We can use the lm() function below to define the relationship model between the predictor and response variable.
lm([target variable] ~ [predictor variables], data = [data source])
Above, we took dataset visit from dataset faithful, and changed the column names to ‘discharge’ and ‘waiting.’ Then used the lm() function to determine coefficients. Using these, we can determine the relationship:
2.1 discharge = a + b ⋅ waiting + e
2.2 y= -1.533 + 0.068x
(again, with y=discharge, x=waiting time)
2.3 discharge = -1.533 + 0.068(80) = 3.907
The predicted discharge duration if the waiting time since last eruption was 80 minutes is about 3.9 minutes.
3 Displayed below is R’s built in dataset mtcars columns ‘mpg’, ‘disp’, ‘hp’, and ‘wt’.
Again, using lm() allows us to examine the relationship and coefficients of the 4 different variables.
Using the mtcars dataset, the multiple linear regression model predicting miles per gallon (mpg) is:
mpg = 37.11 − (0.00094*disp) − (0.03116*hp) − (3.80×wt)
This means that the baseline mpg is 37.11 when displacement, horsepower, and weight are zero (the intercept). Each unit increase in displacement decreases mpg by 0.00094, each additional horsepower reduces mpg by 0.03116, and each extra 1000 lbs of weight lowers mpg by 3.80, holding other variables constant. Weight has the strongest negative effect on fuel efficiency among the three predictors.

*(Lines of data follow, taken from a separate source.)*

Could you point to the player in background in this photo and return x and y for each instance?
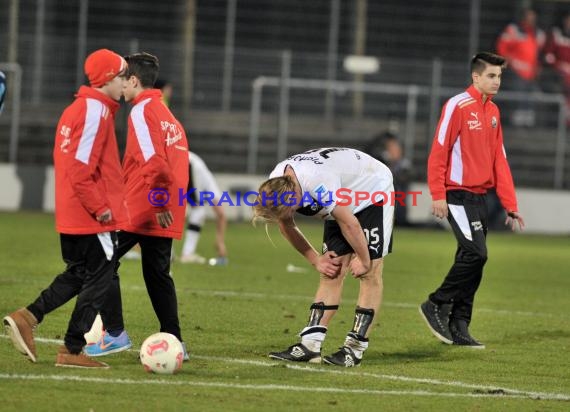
(202, 181)
(155, 167)
(467, 158)
(89, 208)
(357, 236)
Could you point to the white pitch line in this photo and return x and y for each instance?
(401, 378)
(270, 387)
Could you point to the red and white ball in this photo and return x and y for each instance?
(162, 353)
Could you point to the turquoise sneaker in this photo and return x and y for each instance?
(108, 344)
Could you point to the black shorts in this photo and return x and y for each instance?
(377, 223)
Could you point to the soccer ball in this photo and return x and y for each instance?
(162, 353)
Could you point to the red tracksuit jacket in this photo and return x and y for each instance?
(88, 176)
(156, 157)
(467, 151)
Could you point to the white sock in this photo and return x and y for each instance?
(313, 340)
(190, 242)
(357, 346)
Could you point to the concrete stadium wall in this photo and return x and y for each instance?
(32, 188)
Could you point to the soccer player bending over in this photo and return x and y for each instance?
(357, 236)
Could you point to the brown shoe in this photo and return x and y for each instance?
(80, 360)
(20, 327)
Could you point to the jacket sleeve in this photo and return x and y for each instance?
(88, 140)
(444, 139)
(503, 178)
(153, 160)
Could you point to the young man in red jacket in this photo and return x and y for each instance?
(89, 208)
(155, 168)
(468, 158)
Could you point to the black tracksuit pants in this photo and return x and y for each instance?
(468, 219)
(155, 255)
(88, 275)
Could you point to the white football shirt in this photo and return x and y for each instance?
(333, 175)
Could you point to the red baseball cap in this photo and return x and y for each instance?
(102, 66)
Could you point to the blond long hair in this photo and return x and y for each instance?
(266, 209)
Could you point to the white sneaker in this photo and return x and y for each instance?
(193, 258)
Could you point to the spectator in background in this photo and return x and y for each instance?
(2, 90)
(202, 181)
(386, 147)
(520, 44)
(557, 54)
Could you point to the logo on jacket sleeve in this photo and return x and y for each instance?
(474, 124)
(65, 132)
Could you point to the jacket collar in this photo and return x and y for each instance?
(91, 93)
(477, 95)
(145, 94)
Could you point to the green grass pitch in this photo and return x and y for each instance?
(232, 316)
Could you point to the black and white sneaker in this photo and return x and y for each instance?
(461, 336)
(297, 353)
(437, 319)
(344, 357)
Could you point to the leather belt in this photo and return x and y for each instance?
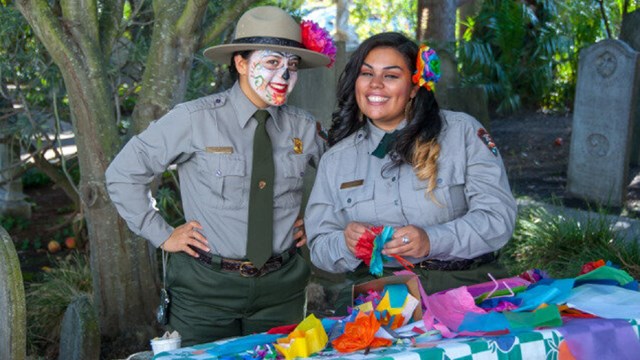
(456, 265)
(245, 268)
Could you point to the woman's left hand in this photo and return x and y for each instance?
(299, 233)
(408, 241)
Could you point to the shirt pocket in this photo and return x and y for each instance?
(224, 179)
(357, 204)
(449, 193)
(288, 189)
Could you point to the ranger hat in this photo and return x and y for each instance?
(267, 28)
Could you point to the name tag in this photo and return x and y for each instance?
(350, 184)
(220, 149)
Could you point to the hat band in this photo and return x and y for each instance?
(267, 40)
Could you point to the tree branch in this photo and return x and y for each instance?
(80, 17)
(191, 18)
(228, 17)
(47, 28)
(109, 25)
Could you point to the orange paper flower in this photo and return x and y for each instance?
(360, 334)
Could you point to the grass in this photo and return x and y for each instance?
(560, 244)
(47, 300)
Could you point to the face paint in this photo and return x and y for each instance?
(273, 74)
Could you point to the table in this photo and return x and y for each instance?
(537, 344)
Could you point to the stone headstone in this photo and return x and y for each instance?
(13, 320)
(80, 332)
(603, 122)
(630, 33)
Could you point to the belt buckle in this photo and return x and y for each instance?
(248, 270)
(426, 264)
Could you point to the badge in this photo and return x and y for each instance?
(220, 149)
(487, 140)
(350, 184)
(297, 145)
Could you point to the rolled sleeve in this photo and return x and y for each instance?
(131, 172)
(490, 220)
(325, 227)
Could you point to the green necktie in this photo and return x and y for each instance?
(385, 145)
(260, 229)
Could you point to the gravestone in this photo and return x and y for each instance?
(603, 122)
(630, 34)
(13, 320)
(80, 333)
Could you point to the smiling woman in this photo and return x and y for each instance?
(384, 88)
(398, 161)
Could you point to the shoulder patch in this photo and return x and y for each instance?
(207, 102)
(488, 140)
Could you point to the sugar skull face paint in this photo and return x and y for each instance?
(273, 74)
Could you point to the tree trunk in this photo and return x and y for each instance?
(123, 273)
(437, 21)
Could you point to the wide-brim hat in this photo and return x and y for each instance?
(267, 28)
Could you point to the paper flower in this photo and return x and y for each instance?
(360, 334)
(317, 39)
(427, 68)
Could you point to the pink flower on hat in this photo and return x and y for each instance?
(317, 39)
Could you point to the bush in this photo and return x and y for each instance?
(47, 300)
(560, 245)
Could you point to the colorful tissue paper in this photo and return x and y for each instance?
(360, 335)
(308, 338)
(606, 273)
(606, 301)
(243, 344)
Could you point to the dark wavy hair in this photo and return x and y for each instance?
(425, 122)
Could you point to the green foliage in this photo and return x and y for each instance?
(561, 245)
(11, 223)
(525, 54)
(34, 178)
(373, 17)
(47, 300)
(168, 199)
(509, 48)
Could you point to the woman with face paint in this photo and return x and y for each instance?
(434, 177)
(233, 268)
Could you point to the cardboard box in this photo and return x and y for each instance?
(378, 285)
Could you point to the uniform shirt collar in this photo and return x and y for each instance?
(245, 109)
(376, 134)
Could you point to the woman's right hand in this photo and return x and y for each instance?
(185, 235)
(352, 233)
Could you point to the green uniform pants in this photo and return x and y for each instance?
(432, 280)
(208, 304)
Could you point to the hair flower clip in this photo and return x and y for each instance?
(427, 68)
(317, 39)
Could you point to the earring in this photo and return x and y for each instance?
(407, 110)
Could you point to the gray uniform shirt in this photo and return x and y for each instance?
(211, 141)
(476, 214)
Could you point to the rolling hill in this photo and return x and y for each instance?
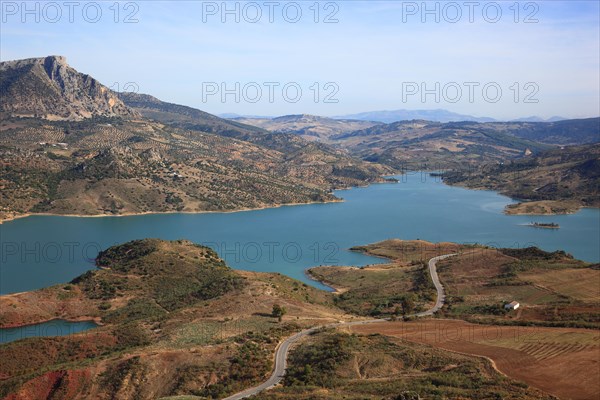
(310, 127)
(113, 153)
(556, 181)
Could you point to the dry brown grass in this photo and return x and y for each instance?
(560, 361)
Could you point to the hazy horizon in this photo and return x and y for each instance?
(337, 58)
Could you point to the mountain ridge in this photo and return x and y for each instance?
(48, 88)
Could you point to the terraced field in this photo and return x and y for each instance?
(561, 361)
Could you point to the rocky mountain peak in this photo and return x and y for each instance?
(48, 87)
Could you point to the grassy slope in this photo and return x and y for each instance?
(553, 288)
(166, 306)
(556, 181)
(335, 365)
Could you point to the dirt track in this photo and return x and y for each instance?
(564, 362)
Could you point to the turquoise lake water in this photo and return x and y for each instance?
(40, 251)
(57, 327)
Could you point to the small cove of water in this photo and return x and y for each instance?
(56, 327)
(40, 251)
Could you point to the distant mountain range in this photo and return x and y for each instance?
(310, 127)
(438, 115)
(70, 145)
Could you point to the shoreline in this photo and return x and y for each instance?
(134, 214)
(96, 320)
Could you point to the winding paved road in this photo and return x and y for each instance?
(283, 349)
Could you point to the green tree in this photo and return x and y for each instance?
(278, 312)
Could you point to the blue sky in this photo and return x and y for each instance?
(372, 55)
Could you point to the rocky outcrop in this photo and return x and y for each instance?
(49, 88)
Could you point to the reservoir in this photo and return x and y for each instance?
(40, 251)
(57, 327)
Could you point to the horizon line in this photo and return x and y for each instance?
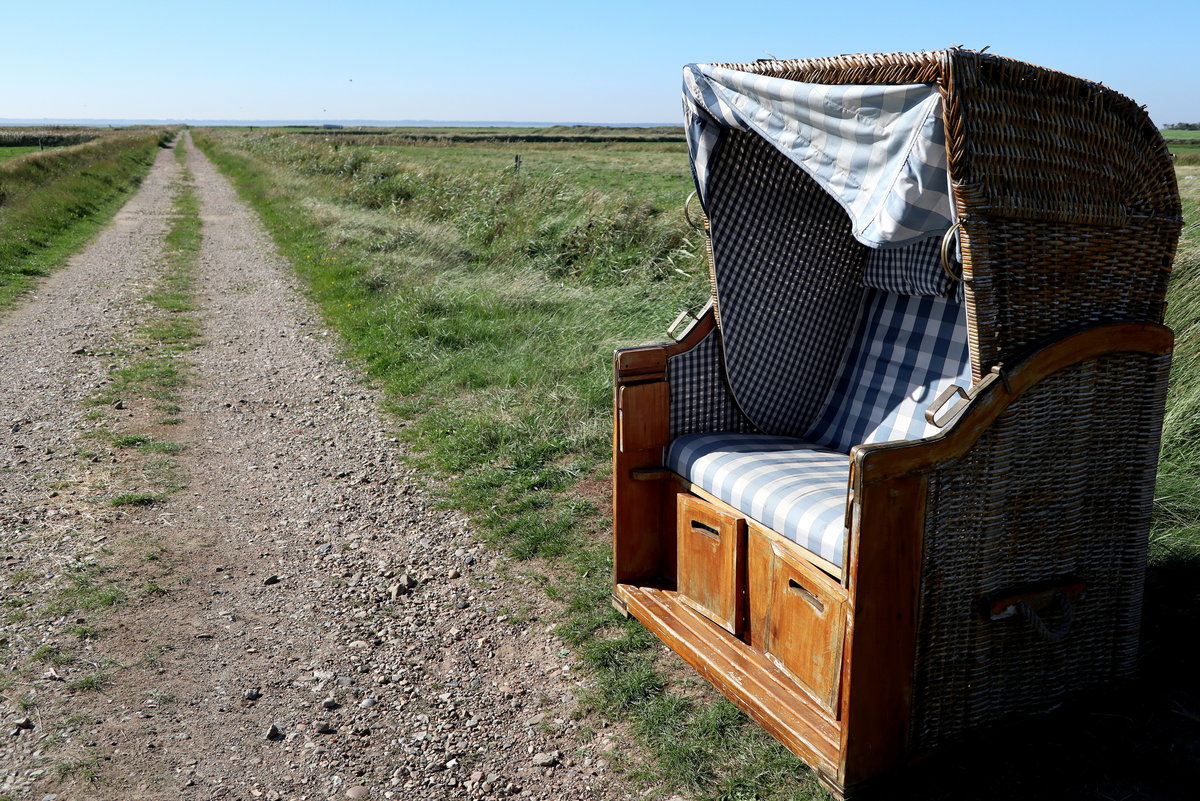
(355, 122)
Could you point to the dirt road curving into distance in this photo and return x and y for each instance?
(292, 620)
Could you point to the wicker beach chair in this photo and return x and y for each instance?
(894, 482)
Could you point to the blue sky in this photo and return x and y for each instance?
(616, 61)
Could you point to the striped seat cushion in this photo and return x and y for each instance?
(790, 486)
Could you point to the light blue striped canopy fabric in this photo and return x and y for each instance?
(879, 149)
(795, 488)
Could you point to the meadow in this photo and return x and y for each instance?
(53, 200)
(486, 301)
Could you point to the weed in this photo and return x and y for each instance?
(137, 499)
(53, 655)
(93, 681)
(87, 770)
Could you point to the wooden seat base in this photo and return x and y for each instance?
(743, 674)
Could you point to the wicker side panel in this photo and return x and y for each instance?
(700, 401)
(1068, 200)
(1029, 282)
(1061, 486)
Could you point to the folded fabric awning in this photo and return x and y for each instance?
(879, 150)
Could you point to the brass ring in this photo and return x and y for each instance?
(687, 215)
(946, 252)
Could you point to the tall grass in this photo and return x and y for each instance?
(48, 136)
(51, 202)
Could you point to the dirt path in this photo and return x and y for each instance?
(298, 580)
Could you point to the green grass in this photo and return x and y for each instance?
(487, 305)
(52, 203)
(16, 151)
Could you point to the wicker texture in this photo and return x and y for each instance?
(1066, 191)
(1071, 216)
(700, 399)
(1060, 486)
(789, 282)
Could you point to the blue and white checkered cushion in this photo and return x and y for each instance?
(906, 350)
(911, 270)
(790, 486)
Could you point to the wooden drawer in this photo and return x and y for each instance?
(711, 561)
(805, 625)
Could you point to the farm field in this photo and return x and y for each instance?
(53, 202)
(13, 152)
(487, 301)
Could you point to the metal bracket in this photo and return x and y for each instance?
(684, 315)
(941, 401)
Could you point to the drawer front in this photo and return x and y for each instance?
(805, 626)
(711, 561)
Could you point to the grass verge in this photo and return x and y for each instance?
(53, 202)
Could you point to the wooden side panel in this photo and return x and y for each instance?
(759, 562)
(711, 548)
(642, 416)
(805, 626)
(744, 675)
(882, 636)
(643, 548)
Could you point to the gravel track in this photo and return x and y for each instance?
(325, 633)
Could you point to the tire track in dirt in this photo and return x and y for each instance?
(310, 585)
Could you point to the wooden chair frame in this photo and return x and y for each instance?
(867, 733)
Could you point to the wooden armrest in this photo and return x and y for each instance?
(649, 362)
(993, 395)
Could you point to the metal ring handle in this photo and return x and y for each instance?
(946, 253)
(687, 214)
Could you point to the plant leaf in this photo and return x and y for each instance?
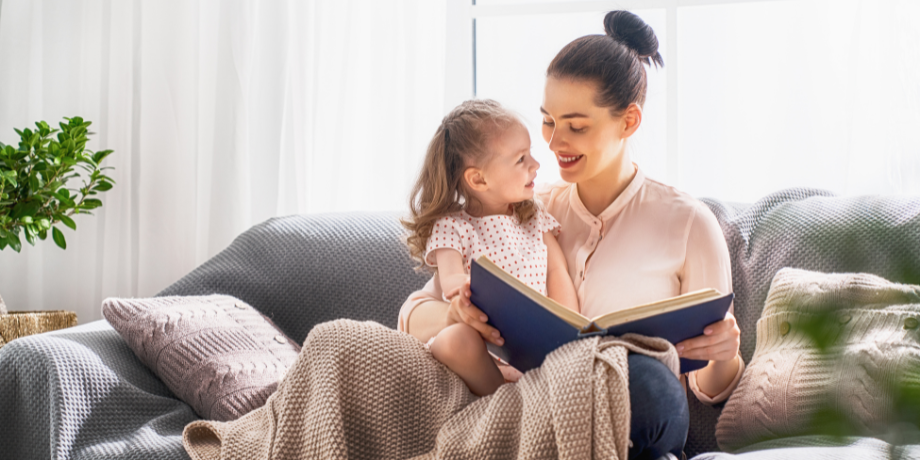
(58, 238)
(68, 222)
(14, 242)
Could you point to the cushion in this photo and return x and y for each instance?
(812, 230)
(216, 353)
(826, 344)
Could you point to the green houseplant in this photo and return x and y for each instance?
(34, 177)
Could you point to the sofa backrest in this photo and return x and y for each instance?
(814, 230)
(304, 270)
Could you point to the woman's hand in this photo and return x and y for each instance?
(720, 342)
(461, 310)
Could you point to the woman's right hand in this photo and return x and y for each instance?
(461, 310)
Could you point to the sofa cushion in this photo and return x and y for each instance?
(812, 230)
(216, 353)
(868, 328)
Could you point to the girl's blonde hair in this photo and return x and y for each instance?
(460, 142)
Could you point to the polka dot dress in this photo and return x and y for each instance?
(516, 248)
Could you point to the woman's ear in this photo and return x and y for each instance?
(474, 179)
(632, 118)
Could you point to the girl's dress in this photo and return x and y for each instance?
(517, 248)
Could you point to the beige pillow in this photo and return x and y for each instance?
(216, 353)
(872, 327)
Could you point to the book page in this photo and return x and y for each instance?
(572, 317)
(656, 308)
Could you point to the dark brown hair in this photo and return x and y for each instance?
(613, 61)
(462, 141)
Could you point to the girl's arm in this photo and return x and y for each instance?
(559, 286)
(451, 273)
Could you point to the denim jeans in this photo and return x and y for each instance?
(660, 415)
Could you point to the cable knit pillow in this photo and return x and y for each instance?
(871, 328)
(216, 353)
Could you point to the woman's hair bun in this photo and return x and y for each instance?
(632, 31)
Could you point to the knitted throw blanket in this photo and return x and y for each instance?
(360, 390)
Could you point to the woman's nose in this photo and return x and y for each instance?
(555, 141)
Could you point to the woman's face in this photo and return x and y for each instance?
(586, 139)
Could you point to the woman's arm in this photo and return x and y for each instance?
(559, 286)
(708, 265)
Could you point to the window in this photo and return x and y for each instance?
(755, 96)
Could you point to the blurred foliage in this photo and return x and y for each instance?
(34, 196)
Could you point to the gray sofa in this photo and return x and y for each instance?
(81, 393)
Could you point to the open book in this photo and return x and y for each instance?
(534, 325)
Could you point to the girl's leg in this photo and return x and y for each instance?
(660, 414)
(462, 350)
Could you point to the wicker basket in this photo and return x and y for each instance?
(18, 324)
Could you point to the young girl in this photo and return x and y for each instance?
(474, 197)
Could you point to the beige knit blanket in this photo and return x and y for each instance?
(362, 391)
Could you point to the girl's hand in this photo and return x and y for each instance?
(720, 342)
(510, 374)
(461, 310)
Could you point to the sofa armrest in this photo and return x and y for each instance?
(81, 393)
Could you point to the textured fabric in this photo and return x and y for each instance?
(651, 243)
(304, 270)
(821, 448)
(219, 355)
(789, 379)
(391, 399)
(82, 394)
(517, 249)
(812, 230)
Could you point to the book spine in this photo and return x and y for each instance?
(591, 330)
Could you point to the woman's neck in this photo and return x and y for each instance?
(599, 192)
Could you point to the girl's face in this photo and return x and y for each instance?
(508, 174)
(586, 139)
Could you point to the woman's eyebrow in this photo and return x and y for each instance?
(566, 116)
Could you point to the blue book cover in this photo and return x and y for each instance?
(534, 325)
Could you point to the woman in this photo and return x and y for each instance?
(627, 239)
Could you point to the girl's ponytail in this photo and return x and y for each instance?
(460, 142)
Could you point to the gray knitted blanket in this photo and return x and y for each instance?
(360, 390)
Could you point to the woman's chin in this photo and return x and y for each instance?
(570, 176)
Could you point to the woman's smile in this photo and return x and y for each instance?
(567, 161)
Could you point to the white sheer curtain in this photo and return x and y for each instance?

4 pp. 124, 6.5-Exercises # 6.1
Using the rmr data set from the ISwR package in R, we plotted metabolic rate against body weight and fitted a linear regression model to describe their relationship. The plot shows a positive linear trend, and the fitted model confirms that metabolic rate increases with body weight. Based on the regression equation, the predicted metabolic rate for an individual weighing 70 kg is approximately 1300. This prediction is obtained by plugging 70 kg into the fitted linear model.